HOME

Partnerschaft: Der kleine Unterschied

Die neue Frauenbewegung setzt auf Reizwäsche statt auf Latzhosen.

Mit lila Latzhosen ist auch der Feminismus aus der Mode gekommen. Aber eine neue Frauenbewegung schafft es, den Kampf für mehr Gleichberechtigung mit Spaß zu verbinden. Ein Besuch auf einer Cake-Party, an der Männer höchstens als Anhängsel teilnehmen dürfen.

An einem frischen Londoner Abend entledigt sich die Frau, die wir nur Svenja nennen sollen, ihres Trenchcoats. Die 26-Jährige trägt ihr blondes Haar lang und sonst nicht mehr als ein schwarzes Hemdchen, einen Slip, halb durchsichtige Strümpfe und Schuhe mit Absätzen, die einen Männerfuß mit sanftem Druck aufspießen könnten. Wie im Vorraum des "L’Equipe Anglaise", einer Diskothek im Westend der Stadt, muss es auf dem Filmset von "Moulin Rouge" ausgesehen haben: Schlanke Frauen in barocken Dessous zwicken sich in die Hüften, verschwinden dann kichernd auf den Toiletten. Doch sie sind weder Schauspielerinnen noch Tänzerinnen. Sie wollen einfach nur ihren Spaß. Endlich einmal.

Vor einer Truhe mit falschen Federboas stehe ich neben Ben, der mit Svenja bei einem Fernsehsender arbeitet. Er wusste bis vor einer halben Stunde nicht, auf was er sich eingelassen hat. Jetzt fingert er ein Netzhemd aus der Kiste und streift es nach einem kurzen Zögern über sein TShirt. Ich hingegen bin vorbereitet. Seit Wochen stehe ich auf einem E-Mail-Verteiler, der mich unter anderem mit Informationen über meinen Fruchtbarkeitszyklus versorgt. Und mit einer Einladung zu der heutigen Veranstaltung. Ich wusste also, dass es sich bei »La Dolce Vita« um eine Unterhosenparty handeln würde.

An der Treppe in den Clubraum steht ein Mann in griechischer Pose, er ist am ganzen Körper glatt rasiert. Ich beschließe, meine Überhose fürs Erste anzubehalten. Als Svenja mit ihren Freundinnen das Begrüßungsgetränk entgegennimmt, löst sich der Kerl aus seiner Starre, wirft einen Kuss in die Luft und klopft den Mädchen kräftig auf den Hintern. Auf seine ausladende Brust hat jemand mit Körperfarben »Cake« geschrieben.
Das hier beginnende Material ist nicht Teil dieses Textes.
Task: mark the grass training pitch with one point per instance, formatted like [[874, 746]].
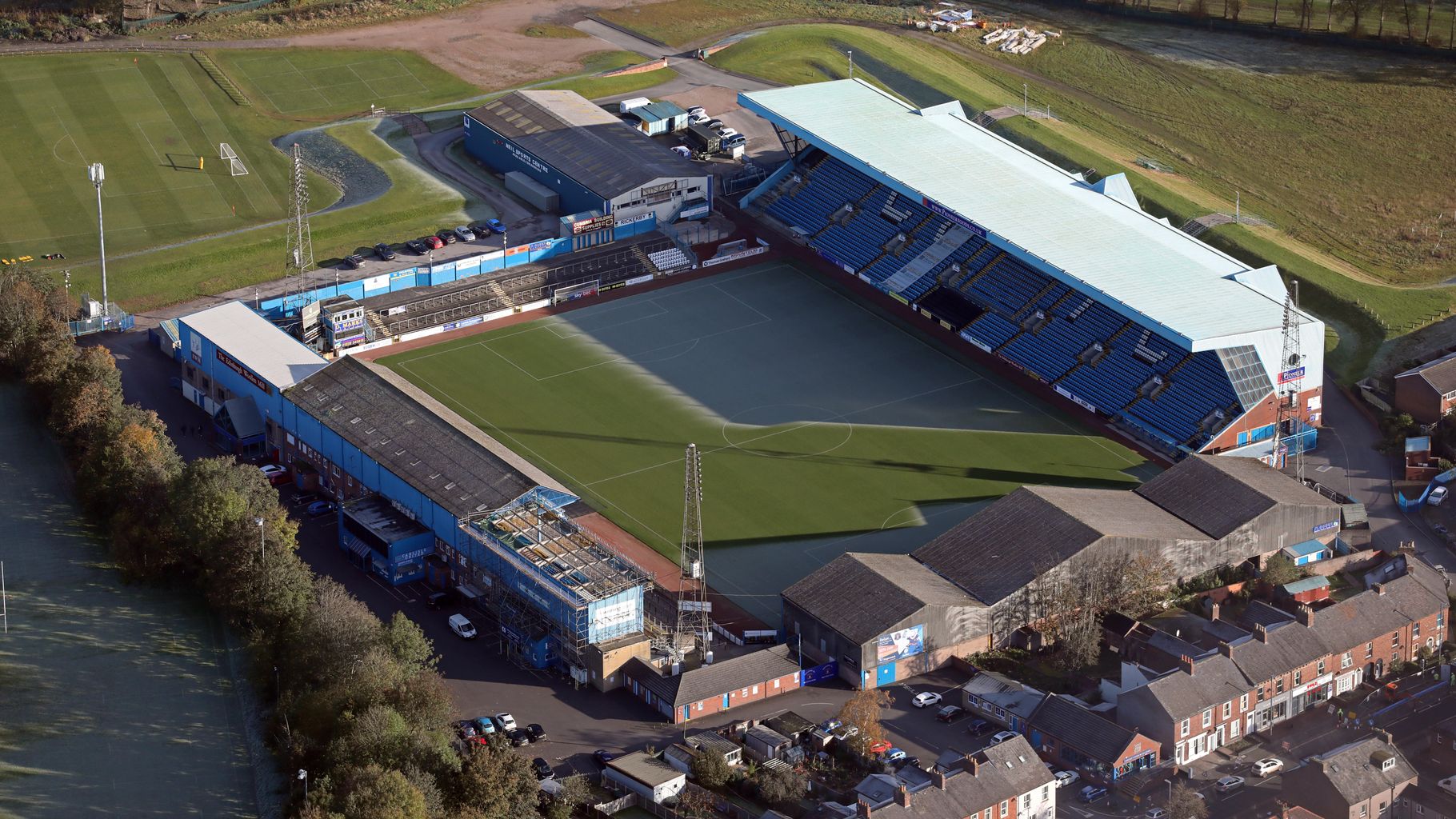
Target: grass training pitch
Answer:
[[816, 417]]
Cake ist ein Slangwort für das weibliche Geschlechtsorgan. Und der Name einer frauenbewegten Partyfront. »Sexuelle Gleichberechtigung ist der neue Feminismus«, schreibt Melinda Gallagher, Sexualwissenschaftlerin und Gründerin von »Cake« in einem Brief an die Besucher der Website. Hier tauschen sich über tausend angemeldete Cakegirls über schicke Vibratoren, Masturbationstechniken und sexuelle Fantasien aus. Sexspielzeuge werden vorgestellt, die wirklich funktionieren. Und in regelmäßigen Newslettern erörtert Gallagher Gender-Fragen, die weltweit mehr als 30 000 weibliche und männliche Abonnentinnen interessieren.

Gleichberechtigung in Beruf und Familie, für die ihre Mütter auf die Straße gegangen sind, betrachten sie als Selbstverständlichkeit - auch wenn die Realität immer noch anders aussieht. Und mit der Sexualfeindlichkeit, die sie bei einem Teil der Frauenrechtlerinnen der 70er- und 80er- Jahre wittern, will diese Speerspitze eines neuen weiblichen Selbstbewusstseins in keinem Fall etwas zu tun haben. An die Stelle des Kampfes gegen sexuelle Belästigung ist der Kampf für sexuelle Befriedigung getreten.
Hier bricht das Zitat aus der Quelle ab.